Chapter 2 Data sources

2.1 COVID-19 Data from European Center for Disease Prevention and Control

Dataset : /COVID-19data/dataset 2/data.csv

The first data source comes from the European Center for Disease Prevention and Control, which includes the number of COVID-19 cases per 100 000 population and the 14-day notification rate of reported deaths per million population by week and country from the 1st week of 2020 (Jan.1st 2021) till the 39th week of 2021 (Oct.7th 2021).

This data set has 37036 records in total. Each row contains the corresponding data for a certain day and per country. Specifically, variables included in this data set are country related information-country, country code, continent, time information-year-week, count and statistics-weekly count, rate_14_day, cumulative, and indicator variable that distinguishes whether it’s cases or deaths-indicator.

Table 2.1: Major Columns Used
ColumnNames Description
country Country name (chr)
country_code 3 letter code for country (chr)
continent Geographical continent (chr)
population Country population (num)
indicator Wether it’s ‘cases’ or ‘deaths’ (chr)
weekly_count Weekly count of cases or deaths (num)
year_week The week number in a Year (chr)
cumulative_count Cumulative count of cases or deaths (num)
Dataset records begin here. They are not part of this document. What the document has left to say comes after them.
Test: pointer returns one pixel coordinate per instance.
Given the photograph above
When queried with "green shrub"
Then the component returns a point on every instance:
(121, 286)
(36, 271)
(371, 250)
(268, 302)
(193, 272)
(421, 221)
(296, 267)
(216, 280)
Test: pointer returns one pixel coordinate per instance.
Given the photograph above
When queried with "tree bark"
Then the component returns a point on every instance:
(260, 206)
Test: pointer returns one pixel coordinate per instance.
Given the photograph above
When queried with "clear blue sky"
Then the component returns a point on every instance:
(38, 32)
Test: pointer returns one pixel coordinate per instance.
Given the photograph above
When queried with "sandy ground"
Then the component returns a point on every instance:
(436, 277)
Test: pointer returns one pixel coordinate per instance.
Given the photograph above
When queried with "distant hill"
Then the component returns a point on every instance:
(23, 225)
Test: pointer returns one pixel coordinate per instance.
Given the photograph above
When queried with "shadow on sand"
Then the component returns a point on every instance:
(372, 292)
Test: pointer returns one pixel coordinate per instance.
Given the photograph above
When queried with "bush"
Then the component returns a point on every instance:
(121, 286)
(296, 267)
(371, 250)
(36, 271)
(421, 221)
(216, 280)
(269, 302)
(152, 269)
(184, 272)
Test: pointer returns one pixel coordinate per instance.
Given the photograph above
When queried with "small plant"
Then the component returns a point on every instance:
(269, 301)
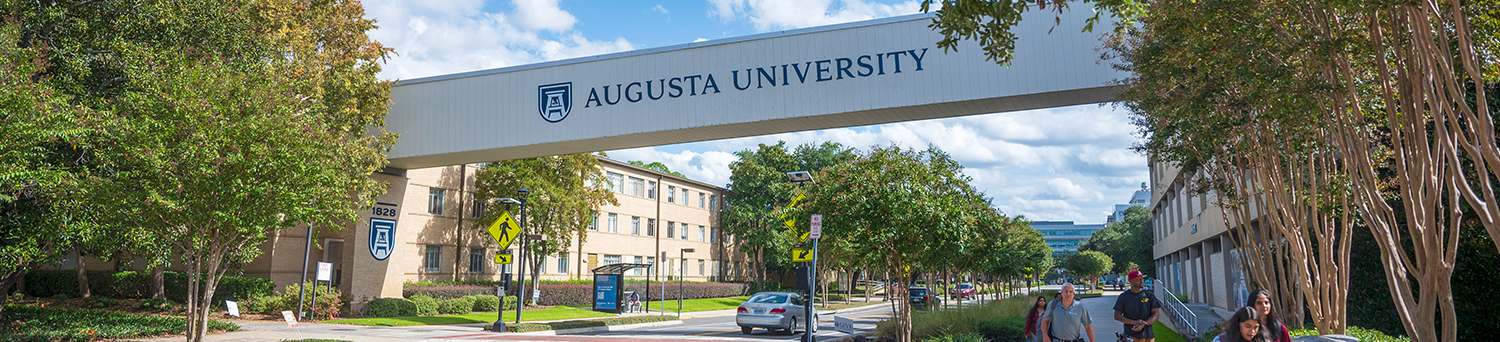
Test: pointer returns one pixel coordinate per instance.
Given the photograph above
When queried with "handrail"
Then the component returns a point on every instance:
(1181, 315)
2.2 International Trade Data from United States Census Bureau

Datasets : /ft900xlsx/exh1.xlsx, exh6.xlsx, exh7.xlsx, exh8.xlsx, exh12.xlsx, exh13.xlsx, exh14.xlsx, exh14a.xlsx, exh20.xlsx, exh20a.xlsx, exh20b.xlsx

The second data source comes from the United States Census Bureau. It is a full report of the international trade the US participated in from 2020 to 2021. This report not only includes the trading time and trading amount with each trading partner of the US but also records the categories of the trading product.

There are in total 31 excel files from this source, with each presented and themed around a particular focus (such as by region, by end-use, by trade type and etc.). We discussed and decided to select 10 files that are most relevant to our investigation topics. Data files from this source are mostly represented in a tabular format. The most common variables are balance of payments (BOP) related numerals such as import, export, and balance in millions of dollars. Depending on the division basis, other variables include countries, goods categories, months and etc.

Here are the 10 files that we selected from this source:

File # File Name
exh1 U.S. International Trade in Goods and Services
exh6 U.S. Trade in Goods by Principal End-Use Category
exh7 U.S. Exports of Goods by End-Use Category and Commodity
exh8 U.S. Imports by End-Use Category and Commodity
exh12 U.S. Trade in Goods
exh13 U.S. Trade in Goods by Principal End-Use Category
exh14a U.S. Trade in Goods by Selected Countries and Areas - Prior Year
exh14 U.S. Trade in Goods by Selected Countries and Areas - Current Year
exh20 U.S. Trade in Goods and Services by Selected Countries and Areas - BOP Basis
exh20a U.S. Trade in Goods by Selected Countries and Areas - BOP Basis
exh20b U.S. Trade in Services by Selected Countries and Areas

2.3 Comments and Issues

To ensure the reliability and quality of the data, we searched and collected both of our data from either government or public institution website. Chen collected the international trade related data and Chuyang gathered the Covid related data. In searching for possible options, we tried to find data that are not only trustworthy but also comprehensive. Since we hope to take a holistic view on the Covid impact, having information that span across longer time period would be beneficial to answering our questions, so this becomes a dominant criterion in choosing our data source.

We thought there might be several issues with our data: For the first data set on Covid, although we pulled it from the authoritative ECDC website, there might still be delays or inaccuracies in recording the information. Especially for underdeveloped regions where circulation of information might not be in a timely manner. For the second source on international trade, we only obtain a subset selection of countries and the time points in certain files are quite limited. This may somehow prevent us from drawing a comparison picture in full.